かわいい!癒される! SNSで大人気のおじいちゃん・おばあちゃん ありのままの日常が魅力的に映る理由とは 孫との何気ない掛け合いや「推し活」に励む姿がトレンドに 2022年12月08日
今、おじいちゃんやおばあちゃんの日常を配信するSNSが、若者に大バズりしています。人生100年時代に注目されるシニアの生き方を取材しました。
■おじいちゃん、おばあちゃんはかわいい!
<祖母と孫ちゃんねる(TikTok)>
【おばあちゃん】
「うどん食べるか?」
【孫】
「うどんはいいわ…いいよ、2つ3つなんか食べれるでしょ」
【おばあちゃん】
「食べれんじゃん!あの…持ってって!!」
【孫】
「いいよ、うどんは。おばあちゃん食べな?」
【おばあちゃん】
「ある!お願いだで食べてください!」
【孫】
「うんうんうん、分かった。ありがとうございます」
今、TikTokで人気の「祖母と孫ちゃんねる」。おばあちゃんと孫が会話をするだけの動画ですが、フォロワーは23万人を超えています。
シニアの「バズり動画」は、他にも。
99歳祖父との2人暮らしを配信する「あしなっすの1週間/OmO(youtube)」は、約22万人が登録する人気のチャンネル。
沖縄おばーの日常をつづった「南の島のおばーと孫(TikTok)」もフォロワー約36万人と、多くの人に愛されています。
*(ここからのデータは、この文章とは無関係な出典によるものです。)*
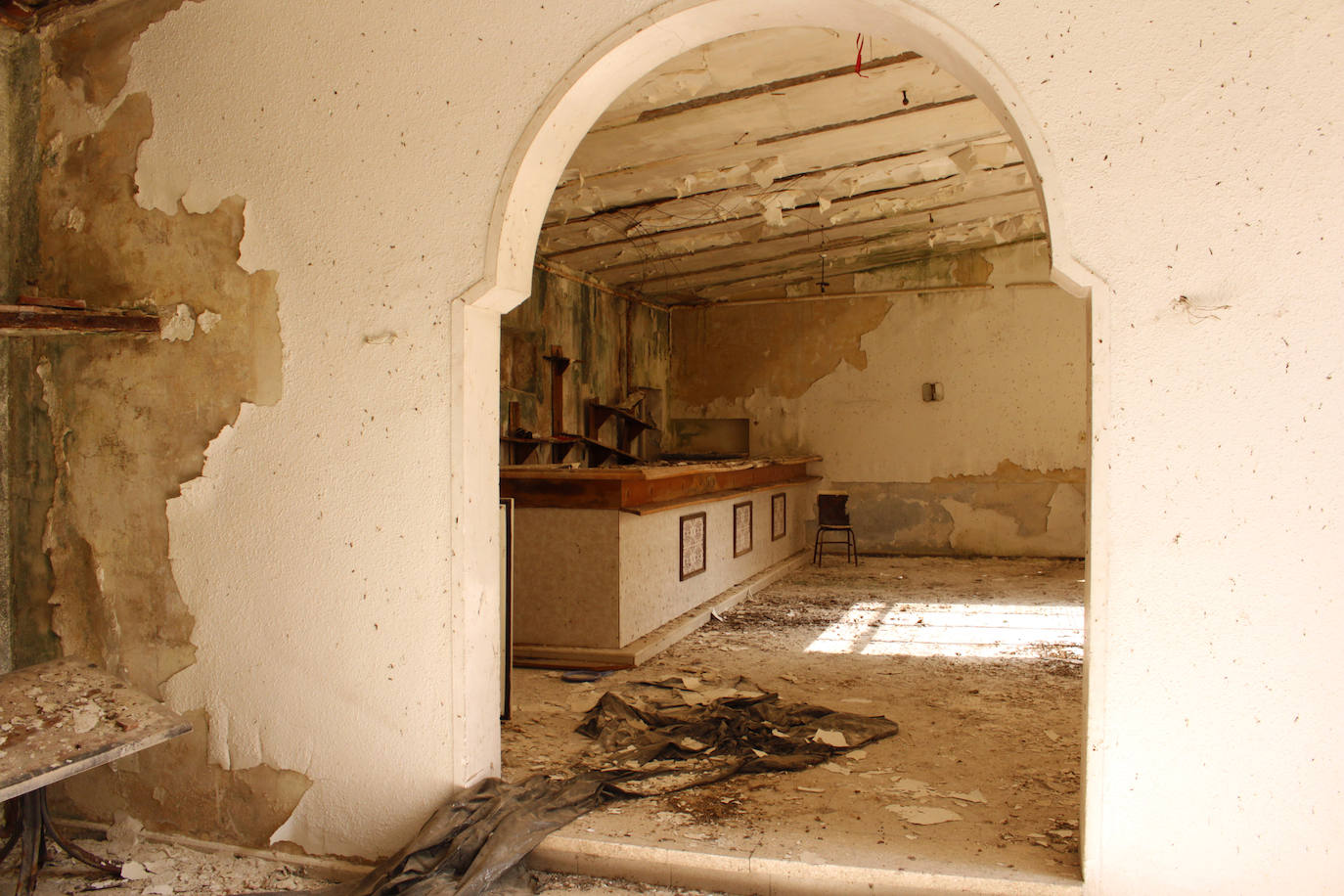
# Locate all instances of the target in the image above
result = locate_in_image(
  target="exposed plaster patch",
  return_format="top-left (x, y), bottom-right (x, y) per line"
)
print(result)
top-left (671, 298), bottom-right (891, 407)
top-left (158, 305), bottom-right (197, 342)
top-left (26, 19), bottom-right (293, 843)
top-left (364, 331), bottom-right (396, 345)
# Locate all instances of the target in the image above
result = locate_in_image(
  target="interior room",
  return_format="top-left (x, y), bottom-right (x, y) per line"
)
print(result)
top-left (489, 28), bottom-right (1088, 885)
top-left (0, 0), bottom-right (1344, 896)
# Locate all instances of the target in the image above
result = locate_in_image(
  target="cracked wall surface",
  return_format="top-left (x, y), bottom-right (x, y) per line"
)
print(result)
top-left (672, 241), bottom-right (1088, 557)
top-left (21, 3), bottom-right (308, 843)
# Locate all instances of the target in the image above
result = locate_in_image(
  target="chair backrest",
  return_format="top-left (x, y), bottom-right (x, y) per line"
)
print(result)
top-left (817, 492), bottom-right (849, 525)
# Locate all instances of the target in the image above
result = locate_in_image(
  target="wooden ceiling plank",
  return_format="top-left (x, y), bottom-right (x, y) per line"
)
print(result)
top-left (620, 205), bottom-right (1039, 295)
top-left (542, 136), bottom-right (1021, 242)
top-left (563, 180), bottom-right (1038, 282)
top-left (643, 228), bottom-right (1046, 303)
top-left (550, 101), bottom-right (1004, 228)
top-left (538, 162), bottom-right (1029, 263)
top-left (560, 59), bottom-right (973, 183)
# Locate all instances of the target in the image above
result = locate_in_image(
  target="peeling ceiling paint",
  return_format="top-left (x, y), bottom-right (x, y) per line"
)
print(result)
top-left (538, 28), bottom-right (1045, 302)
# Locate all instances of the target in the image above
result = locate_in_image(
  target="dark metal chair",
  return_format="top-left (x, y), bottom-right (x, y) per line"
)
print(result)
top-left (812, 492), bottom-right (859, 565)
若い世代は、「シニア動画」のどんなところに魅力を感じているのか、聞いてみました。
【高校生】
「かわいいから!」
「面白いしね、しゃべり方かわいいよね」
「ほわほわしてる」
【大学生】
「若い人のかわいいと、『かわいい』が別やから。いろんなジャンルのかわいいが見れて楽しい」
【高校生】
「笑ってたりとか、自分が全力でやれるようなことやってると、なんかいいかなとと思う。そこで元気もらえたりとか癒されたりとかする」
20代の人気TiKToker「マスク兄弟」も…
【マスク兄弟】
「めちゃめちゃかわいいな~って」
「かわいい女の子よく見るんですけど、それ見る感じで『あ!おばあちゃんや~!!』って。『いいね』押しちゃえ!ってなる」
――Q:ライバルじゃないんですか?
【マスク兄弟】
「そんなん負けますよ~おばあちゃん!おばあちゃん!」
若者たちに多かったのが、「かわいい」「癒される」という声。おじいちゃん・おばあちゃんの一生懸命な姿に、キュンとなるそうです。
■“ありのまま”の安心感
なぜ、おばちゃんの動画を投稿し始めたのか、「祖母と孫ちゃんねる」の孫・よしのさんに話を聞きました。
【「祖母と孫ちゃんねる」孫・よしのさん】
「通院のサポートとか、買い物のサポートとかしに毎月祖母の家に行っているんですけど、そのときのいつもの様子を他の家族に『こんなふうにおばあちゃん過ごしてたよ』っていうのが分かるような感じで。家族に見てもらいたいなあと思って、どこかのSNSにちょっと置いてみようぐらいの感覚で、家族への共有のためにちょっと投稿したのが始まりです。ちょっとずつ投稿していたら、1か月たたないぐらいでフォロワーさんが10万人超えて…びっくりしましたね」
もともとは、おばあちゃんの“近況”を家族に報告するために投稿していたというよしのさん。若者にバズった理由は、つくられていない“ありのまま”の安心感にあるのではないかと話します。
【よしのさん】
「SNSとか、作りこんでるものが多い時代になってきていると思うんですよね。加工していないナチュラルな姿をちょっと求めている人もいるのかなとか、実家に帰ってきたような安心感のある投稿に慣れているのかな、なんて思ったりしますね」
――Q:見てる人みんなのおばあちゃんになっている気がしますね
「ちょっと離れた親戚のおばあちゃんぐらいに思ってくださってる方が多い印象がありますね」
■“日常を楽しむシニア”への憧れ
12月4日、大阪市内の公園で開かれたフリーマーケットでは、シニアが出品した商品を手に取る若い人たちの姿が多く見られました。
【10代】
「好きな部類があるので、ちょくちょく来てます」
【70代】
「1人で家にこもるより、外行って若い子と話すのも楽しいと思いますよ。それで元気もらって」
【74歳】
「着物をほどいてリフォームして、洋服に仕立てて…(今着ているものも)自分でリフォームして作った。バックや小物類は(若い人に)買っていただきました」
書店にも、シニアのライフスタイルをテーマにした本がずらりと並びます。
【50代】
「みなさんすごく生き生きされてて、自分もそんなふうに楽しく暮らせるように年をとっていけたらいいなと思います」
出版社の人たちに話を聞くと「人生100年時代」に向け、年齢を重ねても意欲的な「アクティブシニア」の生き方をテーマにした本が多く出版されているそう。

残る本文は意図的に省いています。